Given the headlines, you’d think that fruit flies have been listening to too much country music—the old-school kind. That’s because a study, published in Science two weeks ago, reports that male fruit flies drown their sorrows in alcohol when jilted by female fruit flies.

Poor guys. The study authors, including researchers from nearby UC San Francisco, found that it all has to do with chemical signals in their brain (doesn’t it always?). You can read more and even see a video (probably R-rated, if you’re a fruit fly) at Nature News.

Some like it hot, some don’t. Japanese honey bees swarm around Asian giant hornets to cook them to death-- preventing the hornets from stealing the bee larvae. This isn't news, but Japanese researchers wanted to find out what exactly was going on in the bees' brains during this hot ball defense. New Scientist reports:

…the bees must maintain a very precise temperature in the ball. "If the temperature drops below 46 °C, the hornet will not be killed, whereas if it's any hotter both the hornet and the bees will be killed," [lead researcher Takeo Kubo] says. The team thinks that the neural activity causes bees to modulate the movement of their flight muscles to maintain a constant level of heat.

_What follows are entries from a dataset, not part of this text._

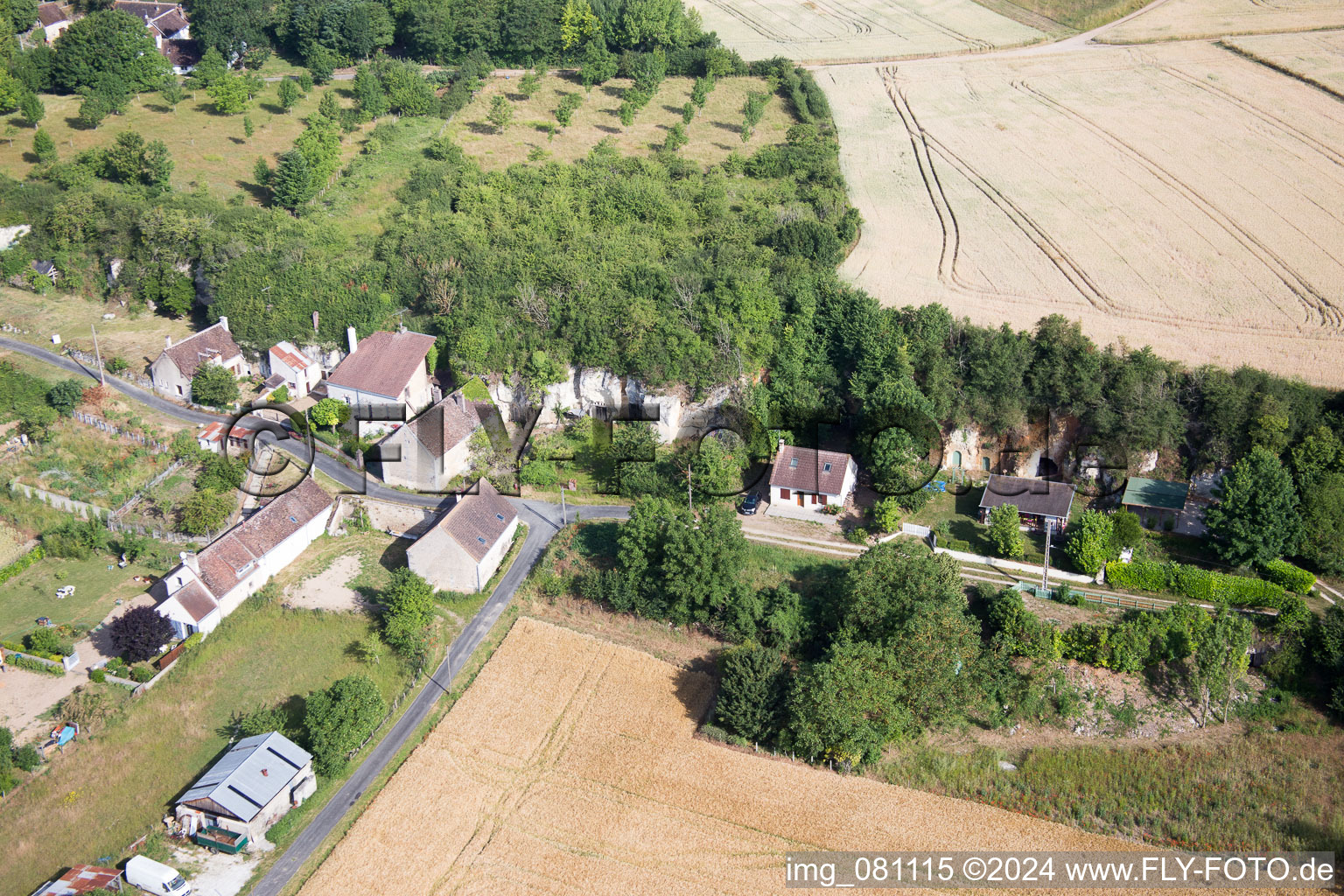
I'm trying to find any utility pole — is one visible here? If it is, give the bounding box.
[88,324,108,386]
[1040,519,1055,597]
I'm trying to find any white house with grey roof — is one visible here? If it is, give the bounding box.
[406,479,517,594]
[173,731,317,843]
[150,477,333,638]
[149,317,251,402]
[769,441,859,520]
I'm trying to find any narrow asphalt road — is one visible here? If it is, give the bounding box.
[250,501,629,896]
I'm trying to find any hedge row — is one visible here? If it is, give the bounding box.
[0,544,47,584]
[1264,560,1316,594]
[4,654,66,676]
[0,640,66,672]
[1106,560,1311,626]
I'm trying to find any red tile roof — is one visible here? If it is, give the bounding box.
[160,321,242,379]
[170,579,219,622]
[270,342,317,371]
[196,477,332,598]
[33,865,121,896]
[38,3,73,28]
[326,331,434,400]
[770,444,850,494]
[153,10,188,38]
[438,479,517,563]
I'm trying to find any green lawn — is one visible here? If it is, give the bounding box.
[0,603,407,896]
[0,554,158,640]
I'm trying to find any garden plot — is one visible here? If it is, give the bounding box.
[301,618,1136,896]
[820,43,1344,386]
[687,0,1044,63]
[1096,0,1344,43]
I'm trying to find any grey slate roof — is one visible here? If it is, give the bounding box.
[770,444,850,494]
[160,321,242,379]
[438,477,517,563]
[326,331,434,399]
[178,731,313,822]
[407,392,481,457]
[980,474,1074,520]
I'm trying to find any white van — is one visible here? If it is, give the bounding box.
[126,856,191,896]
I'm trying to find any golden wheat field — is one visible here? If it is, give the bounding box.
[817,42,1344,386]
[1098,0,1344,43]
[301,618,1177,896]
[687,0,1044,63]
[1223,31,1344,100]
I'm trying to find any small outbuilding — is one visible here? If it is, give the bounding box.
[406,479,517,594]
[1119,475,1189,528]
[173,731,317,843]
[980,474,1074,535]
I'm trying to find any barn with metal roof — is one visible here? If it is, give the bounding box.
[176,731,317,841]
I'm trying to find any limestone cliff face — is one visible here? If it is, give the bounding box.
[488,367,732,444]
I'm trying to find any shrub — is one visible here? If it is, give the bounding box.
[1264,559,1316,594]
[108,607,172,675]
[23,628,74,660]
[13,745,42,771]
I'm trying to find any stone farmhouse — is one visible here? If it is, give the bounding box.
[769,442,859,520]
[149,317,251,402]
[326,326,434,435]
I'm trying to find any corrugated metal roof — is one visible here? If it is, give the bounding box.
[1119,475,1189,510]
[178,731,313,822]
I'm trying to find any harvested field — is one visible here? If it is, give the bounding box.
[1096,0,1344,43]
[301,618,1166,896]
[687,0,1046,63]
[818,43,1344,386]
[1223,31,1344,100]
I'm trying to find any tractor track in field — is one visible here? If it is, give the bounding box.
[1012,80,1344,332]
[879,66,1118,313]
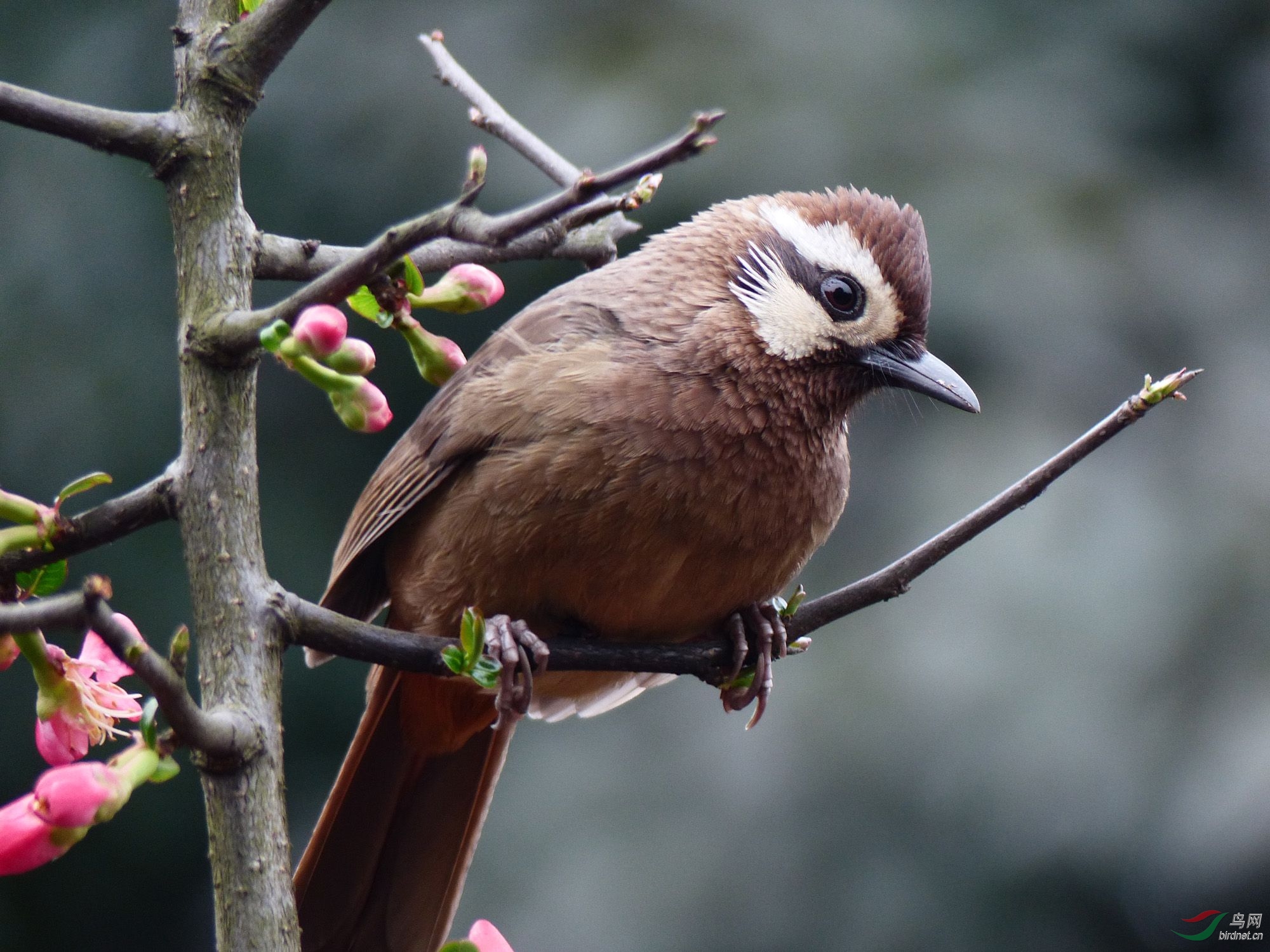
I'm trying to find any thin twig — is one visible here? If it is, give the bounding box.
[419,30,582,185]
[0,83,185,170]
[0,465,177,578]
[0,575,260,768]
[217,112,723,358]
[207,0,330,105]
[281,369,1199,683]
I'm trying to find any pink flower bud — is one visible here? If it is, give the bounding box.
[467,919,512,952]
[0,793,75,876]
[36,760,131,826]
[330,380,392,433]
[326,338,375,374]
[441,264,503,310]
[291,305,348,357]
[410,264,503,314]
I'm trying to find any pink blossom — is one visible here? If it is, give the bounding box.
[441,264,503,310]
[0,793,79,876]
[36,622,141,767]
[411,264,503,314]
[291,305,348,357]
[467,919,512,952]
[0,635,22,671]
[36,760,131,828]
[330,380,392,433]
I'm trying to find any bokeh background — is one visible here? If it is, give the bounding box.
[0,0,1270,952]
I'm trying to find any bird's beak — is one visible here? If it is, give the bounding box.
[856,347,979,414]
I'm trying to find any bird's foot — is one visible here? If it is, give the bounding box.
[719,602,789,730]
[485,614,551,727]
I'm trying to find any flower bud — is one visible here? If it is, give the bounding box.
[291,305,348,357]
[330,380,392,433]
[411,264,503,314]
[34,760,131,826]
[325,338,375,374]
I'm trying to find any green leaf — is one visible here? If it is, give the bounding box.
[441,645,467,674]
[53,472,113,505]
[401,255,423,294]
[469,658,503,689]
[150,757,180,783]
[141,698,159,750]
[348,284,381,321]
[458,608,485,670]
[17,559,66,598]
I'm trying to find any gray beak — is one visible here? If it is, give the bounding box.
[856,347,979,414]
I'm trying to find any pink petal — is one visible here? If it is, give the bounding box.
[79,627,134,684]
[0,793,70,876]
[36,711,89,767]
[36,760,124,826]
[467,919,512,952]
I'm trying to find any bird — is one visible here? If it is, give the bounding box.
[295,187,979,952]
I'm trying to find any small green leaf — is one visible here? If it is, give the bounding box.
[777,585,806,619]
[53,472,113,505]
[389,255,423,294]
[141,698,159,750]
[348,284,381,321]
[441,645,467,674]
[469,658,503,689]
[150,757,180,783]
[458,608,485,669]
[17,559,66,598]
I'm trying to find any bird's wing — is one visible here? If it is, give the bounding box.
[321,293,621,619]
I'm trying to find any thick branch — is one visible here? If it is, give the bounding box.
[288,371,1199,683]
[215,112,723,358]
[207,0,330,104]
[0,83,184,171]
[0,575,260,763]
[0,465,177,578]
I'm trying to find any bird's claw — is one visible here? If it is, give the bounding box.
[719,602,789,730]
[485,614,550,727]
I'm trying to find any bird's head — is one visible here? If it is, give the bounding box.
[707,188,979,413]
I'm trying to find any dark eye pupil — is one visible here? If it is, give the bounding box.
[820,274,865,321]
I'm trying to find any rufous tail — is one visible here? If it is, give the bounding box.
[295,668,513,952]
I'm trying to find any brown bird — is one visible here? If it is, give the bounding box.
[296,188,979,952]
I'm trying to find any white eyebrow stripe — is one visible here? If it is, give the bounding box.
[758,202,886,288]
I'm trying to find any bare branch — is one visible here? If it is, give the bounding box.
[0,83,185,174]
[215,112,723,358]
[0,465,177,579]
[790,368,1201,637]
[255,223,617,281]
[419,30,582,185]
[0,575,260,767]
[279,369,1199,683]
[207,0,330,104]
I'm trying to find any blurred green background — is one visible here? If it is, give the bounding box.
[0,0,1270,952]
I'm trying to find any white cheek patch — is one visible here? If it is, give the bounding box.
[747,202,902,349]
[728,242,833,360]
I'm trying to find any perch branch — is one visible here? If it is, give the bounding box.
[0,83,185,171]
[0,465,177,579]
[282,369,1199,683]
[0,575,259,763]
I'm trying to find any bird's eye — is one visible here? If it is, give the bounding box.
[820,274,865,321]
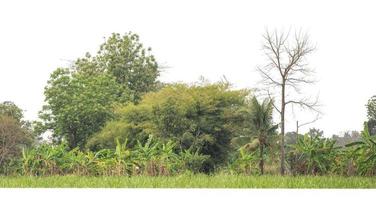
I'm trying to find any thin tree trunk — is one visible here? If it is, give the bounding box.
[259,143,264,175]
[281,82,286,175]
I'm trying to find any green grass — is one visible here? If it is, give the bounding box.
[0,175,376,188]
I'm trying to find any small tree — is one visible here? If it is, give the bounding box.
[0,115,32,173]
[251,97,278,174]
[257,28,318,175]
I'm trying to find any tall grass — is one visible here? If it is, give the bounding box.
[0,174,376,188]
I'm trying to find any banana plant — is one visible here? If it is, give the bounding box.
[346,123,376,176]
[291,134,341,175]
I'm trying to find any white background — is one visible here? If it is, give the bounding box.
[0,0,376,136]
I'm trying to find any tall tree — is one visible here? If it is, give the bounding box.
[0,101,23,122]
[257,31,318,175]
[366,96,376,135]
[36,68,126,148]
[35,32,159,148]
[0,101,34,173]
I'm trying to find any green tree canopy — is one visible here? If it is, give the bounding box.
[366,96,376,135]
[37,68,126,148]
[88,83,250,171]
[35,32,160,148]
[76,32,159,103]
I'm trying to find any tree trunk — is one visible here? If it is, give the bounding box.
[259,143,264,175]
[281,82,286,176]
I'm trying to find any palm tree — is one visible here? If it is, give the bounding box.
[233,97,278,174]
[251,97,278,174]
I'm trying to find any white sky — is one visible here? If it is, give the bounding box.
[0,0,376,136]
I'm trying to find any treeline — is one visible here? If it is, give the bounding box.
[0,32,376,176]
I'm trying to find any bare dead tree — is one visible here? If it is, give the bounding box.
[257,30,319,175]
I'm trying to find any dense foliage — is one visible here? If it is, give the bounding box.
[18,136,207,176]
[0,102,34,173]
[36,33,159,149]
[88,83,251,171]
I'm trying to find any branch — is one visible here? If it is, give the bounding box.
[298,113,320,128]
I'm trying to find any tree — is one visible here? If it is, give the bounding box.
[76,32,159,103]
[0,101,23,123]
[251,97,278,174]
[35,32,160,148]
[0,101,33,173]
[37,68,127,148]
[88,83,250,172]
[257,28,318,175]
[366,96,376,135]
[346,122,376,176]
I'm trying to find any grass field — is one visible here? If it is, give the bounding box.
[0,175,376,188]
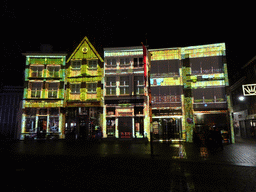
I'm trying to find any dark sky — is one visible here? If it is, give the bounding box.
[0,0,256,86]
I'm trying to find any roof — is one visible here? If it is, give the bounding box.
[149,43,225,51]
[67,36,103,63]
[22,53,67,57]
[104,45,147,51]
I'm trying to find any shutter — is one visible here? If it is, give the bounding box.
[82,59,87,65]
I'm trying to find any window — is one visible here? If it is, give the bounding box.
[87,83,97,93]
[106,77,116,95]
[25,117,36,132]
[106,77,116,86]
[48,66,60,77]
[71,60,82,70]
[31,66,43,77]
[31,83,43,98]
[120,76,129,95]
[133,58,143,67]
[89,60,98,69]
[107,59,116,67]
[49,116,59,133]
[71,84,81,93]
[120,58,130,67]
[48,83,58,98]
[134,76,144,95]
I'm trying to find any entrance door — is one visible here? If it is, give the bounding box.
[162,119,181,140]
[37,116,47,138]
[79,116,89,139]
[118,117,132,139]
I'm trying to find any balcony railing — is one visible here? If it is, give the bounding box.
[31,90,41,98]
[48,90,58,99]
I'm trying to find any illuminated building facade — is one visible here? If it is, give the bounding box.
[65,37,103,139]
[149,43,233,142]
[20,53,66,139]
[103,46,150,140]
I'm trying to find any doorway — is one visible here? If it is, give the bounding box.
[37,116,47,138]
[118,117,132,139]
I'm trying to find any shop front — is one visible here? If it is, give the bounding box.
[103,99,147,139]
[152,117,182,141]
[21,107,64,140]
[65,107,102,140]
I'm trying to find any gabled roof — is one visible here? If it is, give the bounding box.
[67,36,103,63]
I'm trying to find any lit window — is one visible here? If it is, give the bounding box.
[48,66,60,77]
[87,83,97,93]
[48,83,58,98]
[31,83,42,98]
[88,60,98,69]
[31,66,43,77]
[71,60,82,70]
[120,76,129,95]
[134,76,144,95]
[71,84,81,93]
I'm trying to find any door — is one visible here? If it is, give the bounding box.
[37,116,47,138]
[118,117,132,139]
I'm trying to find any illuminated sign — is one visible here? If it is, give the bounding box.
[242,84,256,96]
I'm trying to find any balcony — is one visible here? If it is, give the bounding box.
[48,90,58,99]
[31,90,41,99]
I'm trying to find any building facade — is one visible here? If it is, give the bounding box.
[149,43,234,142]
[230,56,256,139]
[20,53,66,139]
[103,46,150,140]
[0,86,23,139]
[65,37,103,139]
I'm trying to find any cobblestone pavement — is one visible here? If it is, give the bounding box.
[0,141,256,192]
[2,137,256,166]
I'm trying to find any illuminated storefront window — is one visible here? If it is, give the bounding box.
[31,82,43,98]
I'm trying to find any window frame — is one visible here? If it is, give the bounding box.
[70,83,81,94]
[86,83,97,93]
[71,60,82,70]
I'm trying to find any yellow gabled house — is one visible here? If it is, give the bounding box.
[65,37,103,139]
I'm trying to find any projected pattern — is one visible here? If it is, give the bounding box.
[65,37,103,139]
[21,53,66,139]
[150,43,231,141]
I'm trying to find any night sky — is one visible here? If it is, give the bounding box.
[0,0,256,87]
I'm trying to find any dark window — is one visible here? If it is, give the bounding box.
[71,60,82,70]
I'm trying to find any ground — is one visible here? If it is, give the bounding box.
[1,141,256,192]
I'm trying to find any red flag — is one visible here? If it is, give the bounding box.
[142,43,147,87]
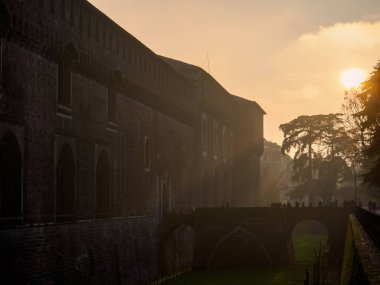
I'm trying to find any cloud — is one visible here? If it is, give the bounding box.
[256,21,380,142]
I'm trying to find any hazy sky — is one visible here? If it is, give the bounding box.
[89,0,380,144]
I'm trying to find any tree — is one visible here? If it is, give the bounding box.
[358,62,380,186]
[280,114,349,199]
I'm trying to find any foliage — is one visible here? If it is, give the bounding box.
[358,62,380,185]
[280,114,350,198]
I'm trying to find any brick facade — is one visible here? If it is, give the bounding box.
[0,0,264,284]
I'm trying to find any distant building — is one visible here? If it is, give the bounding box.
[0,0,264,284]
[260,139,293,206]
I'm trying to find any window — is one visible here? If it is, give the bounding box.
[0,132,21,219]
[61,0,66,21]
[95,151,111,217]
[57,144,75,220]
[50,0,55,14]
[144,137,150,171]
[214,120,218,159]
[202,115,207,155]
[108,71,123,123]
[58,44,78,107]
[230,133,234,161]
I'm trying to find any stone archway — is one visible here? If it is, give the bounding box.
[95,151,111,217]
[57,144,75,220]
[161,224,195,274]
[207,226,272,269]
[288,219,330,263]
[0,132,22,219]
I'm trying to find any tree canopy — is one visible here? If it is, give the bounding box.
[280,114,350,198]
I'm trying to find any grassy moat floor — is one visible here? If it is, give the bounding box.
[161,232,335,285]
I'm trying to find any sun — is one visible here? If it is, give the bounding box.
[340,68,366,89]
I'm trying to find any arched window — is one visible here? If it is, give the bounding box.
[202,115,207,154]
[108,71,123,123]
[57,144,75,220]
[58,44,78,107]
[213,120,218,159]
[0,133,21,220]
[222,126,227,159]
[95,151,111,216]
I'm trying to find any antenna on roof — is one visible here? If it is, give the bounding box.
[207,51,211,74]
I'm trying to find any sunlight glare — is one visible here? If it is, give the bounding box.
[340,68,366,89]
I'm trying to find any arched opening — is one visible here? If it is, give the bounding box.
[57,144,75,220]
[161,224,195,274]
[95,151,111,217]
[162,183,171,214]
[108,71,123,123]
[207,227,272,270]
[0,132,22,220]
[58,44,78,107]
[291,220,329,264]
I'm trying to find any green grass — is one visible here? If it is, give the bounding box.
[167,266,305,285]
[161,232,327,285]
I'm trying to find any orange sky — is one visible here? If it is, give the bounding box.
[89,0,380,144]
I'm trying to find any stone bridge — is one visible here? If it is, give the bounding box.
[161,207,350,269]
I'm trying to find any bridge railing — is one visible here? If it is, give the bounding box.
[355,207,380,249]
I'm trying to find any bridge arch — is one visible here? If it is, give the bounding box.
[283,207,350,264]
[287,219,330,263]
[207,226,272,269]
[160,214,196,274]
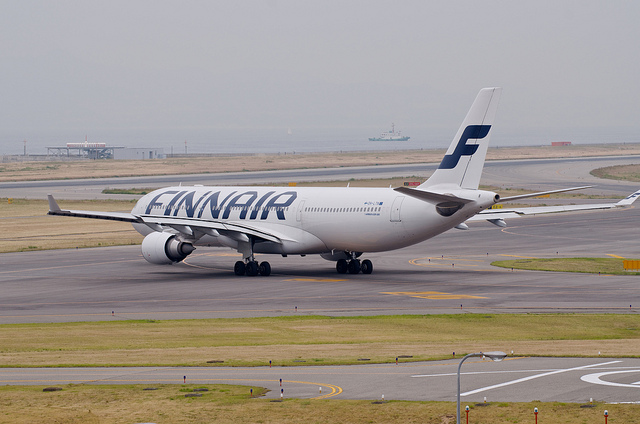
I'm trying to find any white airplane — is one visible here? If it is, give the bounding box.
[48,88,640,276]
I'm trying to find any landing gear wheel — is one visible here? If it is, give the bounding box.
[360,259,373,274]
[347,259,360,274]
[336,259,348,274]
[258,261,271,277]
[233,261,247,275]
[246,261,258,277]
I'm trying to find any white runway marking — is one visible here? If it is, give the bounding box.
[580,369,640,389]
[460,361,622,396]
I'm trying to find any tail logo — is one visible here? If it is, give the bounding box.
[438,125,491,169]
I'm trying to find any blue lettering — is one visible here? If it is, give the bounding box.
[164,191,186,216]
[260,191,298,220]
[144,190,177,215]
[222,191,258,219]
[173,191,211,218]
[249,191,275,219]
[438,125,491,169]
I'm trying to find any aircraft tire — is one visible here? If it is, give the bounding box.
[336,259,348,274]
[348,259,360,274]
[233,261,247,276]
[246,261,259,277]
[258,261,271,277]
[360,259,373,274]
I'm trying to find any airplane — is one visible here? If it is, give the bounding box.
[48,87,640,276]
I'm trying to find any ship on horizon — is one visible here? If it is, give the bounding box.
[369,122,411,141]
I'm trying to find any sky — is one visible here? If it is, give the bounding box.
[0,0,640,152]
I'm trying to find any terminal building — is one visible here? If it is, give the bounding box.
[47,141,165,160]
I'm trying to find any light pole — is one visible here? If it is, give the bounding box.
[456,352,507,424]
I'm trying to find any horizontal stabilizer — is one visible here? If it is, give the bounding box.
[500,186,592,202]
[394,187,472,205]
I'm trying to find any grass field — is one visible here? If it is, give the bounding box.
[0,385,640,424]
[491,258,640,275]
[0,314,640,367]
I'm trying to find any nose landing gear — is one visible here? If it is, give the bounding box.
[336,258,373,274]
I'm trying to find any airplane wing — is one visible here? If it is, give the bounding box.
[47,194,288,243]
[467,188,640,227]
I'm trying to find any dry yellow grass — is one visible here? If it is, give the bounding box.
[0,314,640,366]
[0,385,640,424]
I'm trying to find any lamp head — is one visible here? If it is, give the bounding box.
[482,351,507,362]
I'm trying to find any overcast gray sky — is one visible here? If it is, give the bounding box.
[0,0,640,151]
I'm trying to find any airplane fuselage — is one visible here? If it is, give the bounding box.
[132,186,494,255]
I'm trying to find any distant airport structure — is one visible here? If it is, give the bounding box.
[47,140,165,160]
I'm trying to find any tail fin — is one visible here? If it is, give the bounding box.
[419,87,502,190]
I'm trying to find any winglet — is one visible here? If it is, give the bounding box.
[616,190,640,206]
[47,194,61,213]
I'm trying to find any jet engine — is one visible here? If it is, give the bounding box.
[142,232,196,265]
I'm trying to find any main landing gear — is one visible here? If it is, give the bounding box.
[336,258,373,274]
[233,261,271,277]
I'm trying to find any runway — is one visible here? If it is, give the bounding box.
[0,156,640,199]
[0,158,640,403]
[0,357,640,406]
[0,204,640,323]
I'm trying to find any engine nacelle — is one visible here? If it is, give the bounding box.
[142,232,196,265]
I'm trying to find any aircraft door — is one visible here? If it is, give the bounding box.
[391,196,404,222]
[296,200,304,222]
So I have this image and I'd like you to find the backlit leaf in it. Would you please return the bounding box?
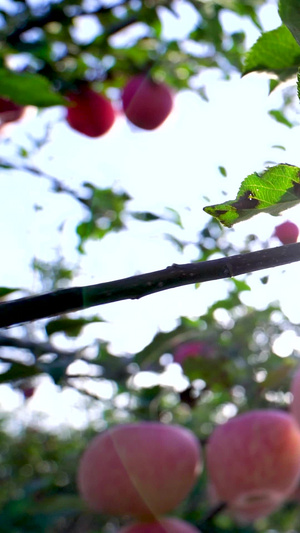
[204,164,300,228]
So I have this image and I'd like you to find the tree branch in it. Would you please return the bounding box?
[0,243,300,327]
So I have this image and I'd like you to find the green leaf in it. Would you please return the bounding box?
[0,362,41,383]
[0,287,20,298]
[279,0,300,45]
[0,68,67,107]
[204,164,300,228]
[243,25,300,80]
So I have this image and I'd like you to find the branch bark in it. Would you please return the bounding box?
[0,243,300,328]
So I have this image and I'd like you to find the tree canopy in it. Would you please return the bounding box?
[0,0,300,533]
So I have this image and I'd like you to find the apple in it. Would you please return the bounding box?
[174,341,214,365]
[119,518,200,533]
[290,368,300,426]
[66,86,115,137]
[78,422,202,520]
[207,480,282,524]
[274,220,299,244]
[122,74,173,130]
[0,98,24,127]
[206,409,300,515]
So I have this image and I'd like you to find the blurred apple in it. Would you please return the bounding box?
[206,409,300,516]
[78,422,202,519]
[66,86,115,137]
[207,479,282,525]
[122,75,173,130]
[119,518,200,533]
[290,368,300,426]
[274,220,299,244]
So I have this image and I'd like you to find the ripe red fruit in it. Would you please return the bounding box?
[78,422,202,520]
[174,341,214,365]
[122,75,173,130]
[290,368,300,426]
[66,87,115,137]
[119,518,200,533]
[208,481,282,524]
[207,409,300,514]
[0,98,24,127]
[274,220,299,244]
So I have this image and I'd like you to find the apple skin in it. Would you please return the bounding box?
[66,87,115,137]
[174,341,214,365]
[207,480,282,525]
[274,220,299,244]
[290,368,300,426]
[0,98,24,127]
[77,422,202,520]
[122,75,173,130]
[206,409,300,515]
[119,518,200,533]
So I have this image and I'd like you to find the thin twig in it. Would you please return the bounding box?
[0,243,300,327]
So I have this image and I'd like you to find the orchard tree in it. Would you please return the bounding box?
[0,0,300,533]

The research is published in PloS ONE. New Scientist has a video of the deadly swarm.

Finally, here's a glowing twist of fate. Researchers, studying the rat population on Alcatraz, discovered fluorescent millipedes instead. KQED Quest reports that the researchers used a black light to trace glowing rat droppings, thanks to rat bait laced with a non-toxic fluorescent dye. In addition to the rat poop, the black light exposed the glowing millipedes. This fluorescent arthropod may be a subspecies of a common millipede found throughout the Bay Area:

Alcatraz Island is far enough from the mainland for a new species to evolve, though it would take millennia for that to happen.